The celebrated Boltzmann equation is the foundation of the kinetic theory for dilute collections of particles, which undergo elastic binary collisions. The Boltzmann theory is at the center of a series of multi-scaled physical models that connect microscopic multiparticle models to macroscopic fluid models such as the Navier-Stokes equations:

Particles → Boltzmann → Fluids

The first arrow refers the Boltzmann-Grad limit, while the second arrow refers to various hydrodynamic limits which lead to the fundamental equations of fluids. The Boltzmann theory therefore provides a practical tool and machinery for deriving macroscopic models in broad physical applications. Due to its importance, there has been an explosion of mathematical studies, both theoretical and numerical, for the Boltzmann equation. A major open problem that remains is to determine whether or not smooth initial data would lead to a unique global-in-time solution of the Boltzmann equation. Nevertheless, there have been exciting new developments in recent years. The focus of the program is to bring computational and theoretical people together to investigate problems of fundamental importance.

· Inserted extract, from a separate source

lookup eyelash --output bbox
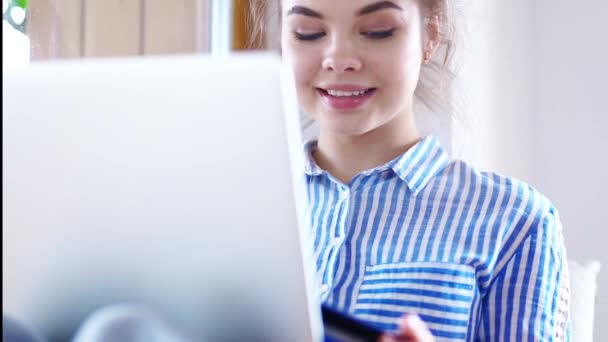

Problem 1: Boundary Effects. Boundary effects play an important role in the dynamics of particles confined in a bounded region. Yet its mathematical study is at an early stage. This is due to the fact that solutions to the Boltzmann equation in general will develop singularities. The focus is to investigate the formation and propagation of singularities, both from numerical and theoretical points of view.

Problem 2: Hydrodynamic Limits. There have been lots of studies of hydrodynamic limits of the Boltzmann equation. The focus in our program will be on error estimates and higher-order expansions of hydrodynamic limits both from the theoretical point of view and from the point of view of numerical simulation. Boundary and initial layer analysis for hydrodynamic limits, which has been barely studied, is an important area that is ready for investigation.

Problem 3: Boltzmann-Grad Limit. There has been little mathematical work in this direction since the work of Lanford. The focus will be on boundary effects in the Boltzmann-Grad limit, and on the application of Lanford?s proof to establish the Boltzmann-Grad limit for other particle systems of physical importance. Numerical simulations at the particle level will play an key role.